Posted by Steve under 1001 Midnights , Reviews[2] Comments
by Bill Pronzini
POUL ANDERSON – Murder Bound. Macmillan, hardcover, 1962. No paperback edition.
A celebrated writer of fantasy and science fiction for more than thirty-five years, Poul Anderson produced three mystery novels (and a handful of short stories) in the 1950s and 1960s featuring Trygve Yamamura, a half Norwegian, half Japanese/Hawaiian judo expert, samurai-sword connoisseur, and private investigator. Murder Bound is the last and in some ways best of the three — an eerie tale of murder and menace spiced with elements of the supernatural.
On board the Norwegian freighter Valborg bound for San Francisco, a Nazi fugitive named Benrud is discovered masquerading as chief steward. Benrud, armed with a red fire ax, vanishes during the struggle to capture him. He is presumed drowned, and yet doubts linger in the minds of the Valborg’s crew and only passenger, mathematician Conrad Lauring.
Those doubts prove prophetic: Later, in San Francisco, Lauring finds himself haunted by a faceless form-a man who whistles the Horst Wessel song, who drips seaweed, who carries a red fire ax. Is it the specter of one who died at sea, what the superstitious Norwegian sailors call a draug? Or is Benrud still alive and bent on further crimes?
Trygve Yamamura is called in to investigate and sleuths his way to the truth in “a truly chilling climax in the ill-lit hold of the Valborg, when natural and seemingly supernatural forces meet and lock in deadly embrace.”
Yamamura is much more a cerebral detective than a man of action, so the pace here tends to be rather slow. He is also rather colorless and sketchily drawn, despite his ethnic heritage and skills, and tends to hold some curious (and unappetizing) political and sociological opinions. Still, Murder Bound is entertaining, primarily because it is rich in the smell of sea and fog, and the flavor of Norse legends.

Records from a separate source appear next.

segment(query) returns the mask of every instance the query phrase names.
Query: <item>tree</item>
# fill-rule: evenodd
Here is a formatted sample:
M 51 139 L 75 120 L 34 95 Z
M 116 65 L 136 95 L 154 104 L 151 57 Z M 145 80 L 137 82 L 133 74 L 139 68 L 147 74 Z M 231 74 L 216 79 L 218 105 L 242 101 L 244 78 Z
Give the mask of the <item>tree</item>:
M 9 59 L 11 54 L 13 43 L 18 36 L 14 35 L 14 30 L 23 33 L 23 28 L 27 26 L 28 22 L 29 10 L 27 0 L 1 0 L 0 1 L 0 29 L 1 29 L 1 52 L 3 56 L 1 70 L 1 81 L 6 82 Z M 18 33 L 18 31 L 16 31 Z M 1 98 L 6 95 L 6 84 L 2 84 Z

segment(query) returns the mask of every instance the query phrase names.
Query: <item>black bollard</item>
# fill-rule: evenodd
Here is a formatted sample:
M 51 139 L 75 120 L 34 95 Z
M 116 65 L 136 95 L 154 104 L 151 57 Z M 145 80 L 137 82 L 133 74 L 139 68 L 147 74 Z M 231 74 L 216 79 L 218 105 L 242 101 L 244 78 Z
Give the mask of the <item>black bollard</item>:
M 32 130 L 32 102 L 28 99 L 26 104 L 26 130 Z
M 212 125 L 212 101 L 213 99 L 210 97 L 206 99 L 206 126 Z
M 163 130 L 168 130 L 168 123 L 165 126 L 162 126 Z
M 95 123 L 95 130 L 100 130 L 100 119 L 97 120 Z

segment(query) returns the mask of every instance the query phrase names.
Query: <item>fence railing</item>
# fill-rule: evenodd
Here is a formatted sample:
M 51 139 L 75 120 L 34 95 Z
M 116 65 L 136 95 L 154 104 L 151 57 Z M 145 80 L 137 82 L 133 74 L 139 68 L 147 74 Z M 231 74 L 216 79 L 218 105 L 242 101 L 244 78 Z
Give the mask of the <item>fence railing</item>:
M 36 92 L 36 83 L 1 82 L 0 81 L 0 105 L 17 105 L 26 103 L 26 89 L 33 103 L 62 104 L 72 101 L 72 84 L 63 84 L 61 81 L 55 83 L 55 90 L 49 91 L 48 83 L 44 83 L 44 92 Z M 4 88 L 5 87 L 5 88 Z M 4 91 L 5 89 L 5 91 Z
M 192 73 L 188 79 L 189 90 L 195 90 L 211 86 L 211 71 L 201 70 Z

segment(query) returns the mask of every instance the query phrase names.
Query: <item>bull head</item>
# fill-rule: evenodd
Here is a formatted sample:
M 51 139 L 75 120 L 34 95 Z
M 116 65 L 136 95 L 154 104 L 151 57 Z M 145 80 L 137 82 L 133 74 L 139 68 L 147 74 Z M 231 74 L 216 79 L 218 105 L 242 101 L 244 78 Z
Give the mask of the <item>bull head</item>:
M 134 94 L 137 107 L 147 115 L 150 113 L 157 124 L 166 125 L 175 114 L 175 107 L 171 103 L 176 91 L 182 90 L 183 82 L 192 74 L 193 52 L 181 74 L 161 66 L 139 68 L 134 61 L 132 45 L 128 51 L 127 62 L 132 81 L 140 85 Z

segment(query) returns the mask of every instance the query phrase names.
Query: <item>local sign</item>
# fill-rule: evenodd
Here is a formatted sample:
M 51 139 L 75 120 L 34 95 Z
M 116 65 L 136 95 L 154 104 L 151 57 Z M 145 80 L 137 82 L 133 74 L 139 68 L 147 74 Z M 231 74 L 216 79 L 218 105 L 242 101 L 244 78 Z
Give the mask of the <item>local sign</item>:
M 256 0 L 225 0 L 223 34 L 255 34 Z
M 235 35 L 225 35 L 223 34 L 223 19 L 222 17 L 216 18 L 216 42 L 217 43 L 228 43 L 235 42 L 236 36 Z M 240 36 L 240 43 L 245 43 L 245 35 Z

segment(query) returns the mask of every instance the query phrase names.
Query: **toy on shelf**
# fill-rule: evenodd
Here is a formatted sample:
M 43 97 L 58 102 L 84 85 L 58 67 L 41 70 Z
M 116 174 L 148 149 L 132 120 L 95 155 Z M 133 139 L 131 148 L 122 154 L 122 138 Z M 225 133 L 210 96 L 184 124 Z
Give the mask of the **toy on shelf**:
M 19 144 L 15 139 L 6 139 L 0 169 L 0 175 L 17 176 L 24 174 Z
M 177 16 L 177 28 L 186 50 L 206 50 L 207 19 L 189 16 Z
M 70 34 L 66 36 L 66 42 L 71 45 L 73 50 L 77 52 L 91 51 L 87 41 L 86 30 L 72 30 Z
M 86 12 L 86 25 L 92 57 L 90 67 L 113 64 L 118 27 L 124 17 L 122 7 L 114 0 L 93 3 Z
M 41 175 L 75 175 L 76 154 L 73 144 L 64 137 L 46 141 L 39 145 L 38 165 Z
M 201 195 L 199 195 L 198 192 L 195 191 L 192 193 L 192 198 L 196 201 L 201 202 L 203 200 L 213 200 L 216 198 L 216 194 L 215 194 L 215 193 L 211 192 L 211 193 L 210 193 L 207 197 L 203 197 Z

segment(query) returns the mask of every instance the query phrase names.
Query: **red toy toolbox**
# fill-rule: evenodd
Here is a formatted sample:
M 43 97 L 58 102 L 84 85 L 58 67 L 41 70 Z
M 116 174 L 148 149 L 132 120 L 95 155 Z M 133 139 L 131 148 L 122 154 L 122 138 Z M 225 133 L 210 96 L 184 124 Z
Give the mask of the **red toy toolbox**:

Anderson’s other two Trygve Yamamura novels are Perish by the Sword (1959), which deals with a stolen samurai sword; and Murder in Black Letter (1960), which is concerned with a valuable pre-Renaissance manuscript on witchcraft and the murder of a history professor at the University of California.
———
Reprinted with permission from 1001 Midnights, edited by Bill Pronzini & Marcia Muller and published by The Battered Silicon Dispatch Box, 2007. Copyright © 1986, 2007 by the Pronzini-Muller Family Trust.
September 14th, 2013 at 4:44 pm
Poul Anderson wrote some good science fiction short stories with mystery elements:
“Adventure of the Martian Crown Jewels” (1958)
“Eve Times Four” (1960)
The only Trygve Yamamura tale I’ve read is a short story:
“Dead Phone” (1964)
Unfortunately, I didn’t enjoy it.
I’m not expert on Anderson. The only sf novel read here is The Corridors of Time (1965), which I liked as a teenager.
September 14th, 2013 at 4:56 pm
I’ve never read any of Anderson’s mystery fiction, although the idea of a main protagonist named Trygve Yamamura has always intrigued me more than a little.
I used to read a lot of his SF (but never his fantasy fiction), but when I tried some of his work again not too long ago, I found his writing tedious and boring, filled with characters lecturing each other on things they really ought to have already known.
Which is not to denigrate the grand scope of his work. He was very popular in his day, and I think much of his SF is still in print.